Wayback Machine Scraper for Historical Snapshots

Retrieve historical web page snapshots from the Internet Archive for compliance checks, competitive due diligence, and content recovery. Feed it a list of URLs and get back every archived snapshot with timestamps, status codes, and archive links — or optionally fetch the full HTML of the latest snapshot. Built on the official Wayback CDX API for accurate, structured results.

Features

  • Bulk URL processing — check snapshot history for dozens of URLs in a single run
  • Date range filtering — narrow results to a specific time window with from and to parameters
  • Deduplication — collapse identical snapshots by digest to reduce noise
  • Status code filtering — only return snapshots with specific HTTP status codes (default: 200)
  • HTML retrieval — optionally fetch the archived HTML content for the most recent snapshot
  • Concurrent processing — configurable parallelism for faster batch runs
  • Structured metadata — every snapshot includes timestamp, original URL, MIME type, and archive URL

Input

FieldTypeRequiredDefaultDescription
urlsarrayYes["https://example.com"]List of URLs to look up in the Wayback Machine
urlstringNoSingle URL (backwards compatible, merged with urls)
fromstringNoStart date for snapshot range (format: YYYY or YYYYMMDDhhmmss)
tostringNoEnd date for snapshot range (format: YYYY or YYYYMMDDhhmmss)
limitintegerNo50Maximum snapshots to return per URL (1-5000)
collapsestringNodigestCollapse parameter to deduplicate snapshots (e.g. digest, timestamp:8)
filterStatusstringNostatuscode:200HTTP status filter for snapshots (e.g. statuscode:200)
includeHtmlbooleanNofalseFetch the archived HTML content for the latest snapshot (experimental)
timeoutSecondsintegerNo20Per-request timeout in seconds (1-120)
concurrencyintegerNo5Number of URLs to process in parallel (1-25)

Input Example

{
"urls": ["https://example.com", "https://news.ycombinator.com"],
"from": "2023",
"to": "2025",
"limit": 10,
"includeHtml": false
}

Output

Each dataset item represents one input URL with its snapshot history.
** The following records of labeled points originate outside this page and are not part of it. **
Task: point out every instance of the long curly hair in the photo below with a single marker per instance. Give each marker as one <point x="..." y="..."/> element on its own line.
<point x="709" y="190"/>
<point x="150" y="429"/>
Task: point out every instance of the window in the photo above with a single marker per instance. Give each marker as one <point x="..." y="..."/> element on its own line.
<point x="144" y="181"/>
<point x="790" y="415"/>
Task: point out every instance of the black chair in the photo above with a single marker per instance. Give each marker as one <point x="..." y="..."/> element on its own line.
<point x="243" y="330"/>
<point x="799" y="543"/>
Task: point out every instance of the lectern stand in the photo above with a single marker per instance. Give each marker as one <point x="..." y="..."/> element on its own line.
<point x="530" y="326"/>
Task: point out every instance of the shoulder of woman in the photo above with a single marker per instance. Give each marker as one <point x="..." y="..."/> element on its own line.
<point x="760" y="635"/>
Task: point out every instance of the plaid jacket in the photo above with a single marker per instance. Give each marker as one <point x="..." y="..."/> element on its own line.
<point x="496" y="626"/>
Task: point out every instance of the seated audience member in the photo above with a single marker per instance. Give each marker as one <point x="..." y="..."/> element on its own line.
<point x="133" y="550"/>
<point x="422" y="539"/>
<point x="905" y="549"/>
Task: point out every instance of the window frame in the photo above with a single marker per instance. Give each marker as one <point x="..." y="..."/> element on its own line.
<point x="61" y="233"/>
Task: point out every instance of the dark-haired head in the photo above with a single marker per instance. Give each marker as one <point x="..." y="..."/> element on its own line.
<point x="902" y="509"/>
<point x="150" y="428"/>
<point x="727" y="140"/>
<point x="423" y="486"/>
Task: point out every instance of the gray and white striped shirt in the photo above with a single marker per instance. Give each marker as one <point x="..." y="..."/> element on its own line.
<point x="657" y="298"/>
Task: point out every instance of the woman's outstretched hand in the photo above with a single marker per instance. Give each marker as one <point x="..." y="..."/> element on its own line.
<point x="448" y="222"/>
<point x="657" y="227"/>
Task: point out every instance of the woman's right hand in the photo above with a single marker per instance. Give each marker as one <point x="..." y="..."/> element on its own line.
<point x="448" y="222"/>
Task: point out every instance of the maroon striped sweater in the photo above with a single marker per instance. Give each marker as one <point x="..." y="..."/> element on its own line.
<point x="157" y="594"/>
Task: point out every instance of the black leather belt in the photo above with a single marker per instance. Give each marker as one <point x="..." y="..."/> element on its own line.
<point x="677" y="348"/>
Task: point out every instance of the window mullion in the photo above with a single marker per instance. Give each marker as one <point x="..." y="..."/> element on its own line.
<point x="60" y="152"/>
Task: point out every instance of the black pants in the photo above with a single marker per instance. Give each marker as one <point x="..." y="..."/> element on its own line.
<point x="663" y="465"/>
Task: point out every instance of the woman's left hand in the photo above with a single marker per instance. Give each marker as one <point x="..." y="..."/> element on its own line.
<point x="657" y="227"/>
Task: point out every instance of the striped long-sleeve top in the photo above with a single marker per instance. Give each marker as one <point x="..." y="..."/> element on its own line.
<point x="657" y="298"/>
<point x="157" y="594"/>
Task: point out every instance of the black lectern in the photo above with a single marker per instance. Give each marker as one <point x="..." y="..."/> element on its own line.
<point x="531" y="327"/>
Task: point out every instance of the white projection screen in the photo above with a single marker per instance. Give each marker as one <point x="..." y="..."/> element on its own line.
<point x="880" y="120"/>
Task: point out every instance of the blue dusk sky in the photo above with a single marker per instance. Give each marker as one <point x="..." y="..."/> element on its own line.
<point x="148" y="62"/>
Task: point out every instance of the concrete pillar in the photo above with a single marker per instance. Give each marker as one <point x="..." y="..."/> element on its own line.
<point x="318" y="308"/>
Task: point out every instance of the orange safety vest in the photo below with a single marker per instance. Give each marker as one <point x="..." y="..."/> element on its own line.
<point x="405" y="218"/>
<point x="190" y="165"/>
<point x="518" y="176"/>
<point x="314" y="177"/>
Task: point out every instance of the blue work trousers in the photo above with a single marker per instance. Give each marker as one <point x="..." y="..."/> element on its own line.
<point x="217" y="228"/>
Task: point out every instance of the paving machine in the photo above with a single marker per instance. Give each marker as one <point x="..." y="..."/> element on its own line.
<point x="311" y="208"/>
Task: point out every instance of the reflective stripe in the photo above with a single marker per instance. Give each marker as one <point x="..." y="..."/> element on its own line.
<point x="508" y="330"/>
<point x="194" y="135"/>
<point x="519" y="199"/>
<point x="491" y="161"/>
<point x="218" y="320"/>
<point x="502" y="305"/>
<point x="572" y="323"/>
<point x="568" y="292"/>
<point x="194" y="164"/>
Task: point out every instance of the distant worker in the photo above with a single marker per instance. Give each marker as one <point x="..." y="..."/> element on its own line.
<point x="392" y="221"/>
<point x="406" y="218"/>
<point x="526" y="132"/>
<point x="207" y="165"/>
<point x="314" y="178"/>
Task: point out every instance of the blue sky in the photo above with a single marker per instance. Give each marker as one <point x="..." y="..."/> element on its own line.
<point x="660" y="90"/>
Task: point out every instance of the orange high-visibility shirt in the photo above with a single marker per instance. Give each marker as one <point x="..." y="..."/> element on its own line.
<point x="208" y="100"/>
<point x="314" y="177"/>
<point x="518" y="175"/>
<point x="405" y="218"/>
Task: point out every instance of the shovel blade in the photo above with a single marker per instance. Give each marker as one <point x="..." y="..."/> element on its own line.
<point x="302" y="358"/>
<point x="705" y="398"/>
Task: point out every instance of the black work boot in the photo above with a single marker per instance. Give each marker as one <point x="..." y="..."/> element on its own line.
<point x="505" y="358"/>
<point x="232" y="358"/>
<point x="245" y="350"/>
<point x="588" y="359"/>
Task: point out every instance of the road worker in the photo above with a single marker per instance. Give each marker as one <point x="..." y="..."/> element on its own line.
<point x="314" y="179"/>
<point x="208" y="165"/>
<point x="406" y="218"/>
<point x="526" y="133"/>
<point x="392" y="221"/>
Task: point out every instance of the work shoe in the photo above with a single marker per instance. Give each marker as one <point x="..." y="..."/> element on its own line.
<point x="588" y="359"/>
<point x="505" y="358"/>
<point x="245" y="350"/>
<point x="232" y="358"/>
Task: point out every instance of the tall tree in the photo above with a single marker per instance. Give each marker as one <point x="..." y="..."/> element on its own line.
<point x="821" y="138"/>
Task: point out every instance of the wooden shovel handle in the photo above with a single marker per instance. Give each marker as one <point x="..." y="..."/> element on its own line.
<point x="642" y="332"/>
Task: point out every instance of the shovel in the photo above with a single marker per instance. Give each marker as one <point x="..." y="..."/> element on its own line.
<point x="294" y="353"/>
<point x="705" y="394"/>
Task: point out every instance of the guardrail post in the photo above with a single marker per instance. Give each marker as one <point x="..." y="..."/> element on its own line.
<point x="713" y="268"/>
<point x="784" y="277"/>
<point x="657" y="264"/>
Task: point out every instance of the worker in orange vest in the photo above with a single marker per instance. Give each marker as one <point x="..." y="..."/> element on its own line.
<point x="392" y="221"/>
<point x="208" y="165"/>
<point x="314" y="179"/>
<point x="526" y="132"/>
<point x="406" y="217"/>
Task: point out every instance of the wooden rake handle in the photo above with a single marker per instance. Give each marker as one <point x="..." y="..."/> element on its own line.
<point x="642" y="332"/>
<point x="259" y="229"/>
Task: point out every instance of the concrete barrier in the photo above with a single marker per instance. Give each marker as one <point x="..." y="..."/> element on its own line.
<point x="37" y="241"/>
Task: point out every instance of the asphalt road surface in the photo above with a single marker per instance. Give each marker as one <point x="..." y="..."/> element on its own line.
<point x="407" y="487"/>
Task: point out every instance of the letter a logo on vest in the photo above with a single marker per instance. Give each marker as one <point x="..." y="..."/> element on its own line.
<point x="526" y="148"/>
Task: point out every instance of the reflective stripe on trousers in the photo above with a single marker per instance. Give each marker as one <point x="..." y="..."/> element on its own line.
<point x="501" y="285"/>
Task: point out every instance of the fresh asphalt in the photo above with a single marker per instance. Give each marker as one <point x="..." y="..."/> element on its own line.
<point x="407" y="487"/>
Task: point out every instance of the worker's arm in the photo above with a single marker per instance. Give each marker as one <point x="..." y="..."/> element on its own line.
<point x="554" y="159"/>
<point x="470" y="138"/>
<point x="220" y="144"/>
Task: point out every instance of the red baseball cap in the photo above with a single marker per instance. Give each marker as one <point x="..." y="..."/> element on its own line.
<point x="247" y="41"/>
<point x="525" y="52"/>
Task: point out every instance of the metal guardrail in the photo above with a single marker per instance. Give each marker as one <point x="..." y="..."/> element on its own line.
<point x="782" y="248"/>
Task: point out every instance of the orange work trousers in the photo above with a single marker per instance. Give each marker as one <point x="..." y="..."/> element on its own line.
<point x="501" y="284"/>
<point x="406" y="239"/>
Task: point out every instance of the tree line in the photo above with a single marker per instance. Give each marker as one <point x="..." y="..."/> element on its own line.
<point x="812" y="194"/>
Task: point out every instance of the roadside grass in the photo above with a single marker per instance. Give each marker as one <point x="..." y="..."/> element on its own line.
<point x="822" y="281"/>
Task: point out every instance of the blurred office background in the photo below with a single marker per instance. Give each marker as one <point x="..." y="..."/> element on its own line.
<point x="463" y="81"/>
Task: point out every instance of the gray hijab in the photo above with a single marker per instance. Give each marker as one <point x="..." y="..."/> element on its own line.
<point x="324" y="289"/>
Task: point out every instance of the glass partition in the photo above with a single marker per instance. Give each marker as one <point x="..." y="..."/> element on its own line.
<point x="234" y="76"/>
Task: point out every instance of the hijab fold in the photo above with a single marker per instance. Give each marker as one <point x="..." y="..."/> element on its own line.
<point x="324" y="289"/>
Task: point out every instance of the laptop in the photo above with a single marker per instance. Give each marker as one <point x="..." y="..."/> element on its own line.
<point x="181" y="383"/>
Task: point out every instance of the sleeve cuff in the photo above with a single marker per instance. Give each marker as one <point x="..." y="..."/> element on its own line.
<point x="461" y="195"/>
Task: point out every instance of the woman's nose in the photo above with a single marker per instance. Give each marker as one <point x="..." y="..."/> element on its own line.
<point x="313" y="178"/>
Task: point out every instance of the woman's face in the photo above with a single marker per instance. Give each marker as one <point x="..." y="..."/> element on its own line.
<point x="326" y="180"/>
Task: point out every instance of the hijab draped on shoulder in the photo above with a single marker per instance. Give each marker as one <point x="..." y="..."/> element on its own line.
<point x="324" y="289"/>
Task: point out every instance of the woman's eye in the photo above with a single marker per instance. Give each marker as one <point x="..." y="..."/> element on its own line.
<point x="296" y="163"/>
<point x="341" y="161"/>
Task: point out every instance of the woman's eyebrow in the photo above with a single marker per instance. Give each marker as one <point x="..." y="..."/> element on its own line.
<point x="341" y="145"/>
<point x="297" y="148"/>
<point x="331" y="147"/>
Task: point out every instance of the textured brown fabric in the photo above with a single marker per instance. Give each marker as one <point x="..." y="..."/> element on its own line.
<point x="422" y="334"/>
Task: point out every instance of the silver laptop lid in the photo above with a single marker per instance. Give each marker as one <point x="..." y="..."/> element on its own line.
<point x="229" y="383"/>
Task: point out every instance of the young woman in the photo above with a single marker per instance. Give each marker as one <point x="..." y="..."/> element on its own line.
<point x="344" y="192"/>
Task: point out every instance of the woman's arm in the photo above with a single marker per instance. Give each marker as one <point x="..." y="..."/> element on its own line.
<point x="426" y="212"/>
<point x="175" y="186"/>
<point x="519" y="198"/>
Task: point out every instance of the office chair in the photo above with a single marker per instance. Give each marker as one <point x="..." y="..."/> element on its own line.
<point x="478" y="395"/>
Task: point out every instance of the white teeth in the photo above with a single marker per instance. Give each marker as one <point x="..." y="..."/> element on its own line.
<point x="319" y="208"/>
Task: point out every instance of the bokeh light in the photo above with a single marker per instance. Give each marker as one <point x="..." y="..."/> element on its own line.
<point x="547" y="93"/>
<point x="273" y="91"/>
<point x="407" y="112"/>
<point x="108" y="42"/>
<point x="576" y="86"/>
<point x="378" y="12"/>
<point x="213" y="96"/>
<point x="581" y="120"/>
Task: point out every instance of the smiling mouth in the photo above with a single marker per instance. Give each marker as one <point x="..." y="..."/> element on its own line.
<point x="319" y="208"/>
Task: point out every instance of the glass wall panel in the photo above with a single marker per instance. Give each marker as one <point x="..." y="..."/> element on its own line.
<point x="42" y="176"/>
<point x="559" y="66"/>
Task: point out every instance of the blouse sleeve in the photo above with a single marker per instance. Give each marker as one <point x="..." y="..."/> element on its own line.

Key fields:

  • inputUrl (string) — the URL that was looked up
  • snapshotCount (number) — total number of matching snapshots found
  • snapshots (array) — list of snapshot objects with timestamp, original, statuscode, mimetype, length, and archiveUrl
  • latestSnapshot (object) — the most recent snapshot, or null if none found
  • latestHtml (string) — archived HTML content (only when includeHtml is enabled)
  • checkedAt (string) — ISO timestamp of when the check was performed
  • error (string) — error message if the lookup failed, otherwise null

Output Example

{
"inputUrl": "https://example.com",
"snapshotCount": 3,
"snapshots": [
{
"timestamp": "20250110153022",
"original": "https://example.com",
"statuscode": 200,
"mimetype": "text/html",
"length": 1256,
"archiveUrl": "https://web.archive.org/web/20250110153022/https://example.com"
}
],
"latestSnapshot": {
"timestamp": "20250110153022",
"original": "https://example.com",
"statuscode": 200,
"mimetype": "text/html",
"length": 1256,
"archiveUrl": "https://web.archive.org/web/20250110153022/https://example.com"
},
"latestHtml": null,
"checkedAt": "2025-01-20T12:00:00.000Z",
"error": null
}

Pricing

EventCost
Snapshot RetrievedPay-per-event (see actor pricing page)

Use Cases

  • Compliance & legal — retrieve historical versions of terms of service, privacy policies, or product pages
  • Competitive due diligence — review how a competitor's website evolved over time before a deal or partnership
  • Content recovery — recover lost or deleted web pages from the Internet Archive
  • SEO auditing — check when a page was last crawled and compare historical content changes
  • Brand monitoring — verify historical claims or track how a brand's messaging changed
  • Research & journalism — access archived versions of news articles or government pages
ActorWhat it adds
Google News ScraperMonitor current news coverage alongside historical archive lookups
Broken Links CheckerFind dead links on your site, then recover them via Wayback Machine
Sitemap ExtractorExtract all URLs from a sitemap to feed into bulk Wayback lookups

Notes

  • The Wayback Machine CDX API is free but may throttle under heavy load. Use the concurrency setting conservatively for large batches.
  • The includeHtml option is experimental and may fail for very large pages or pages with complex JavaScript rendering.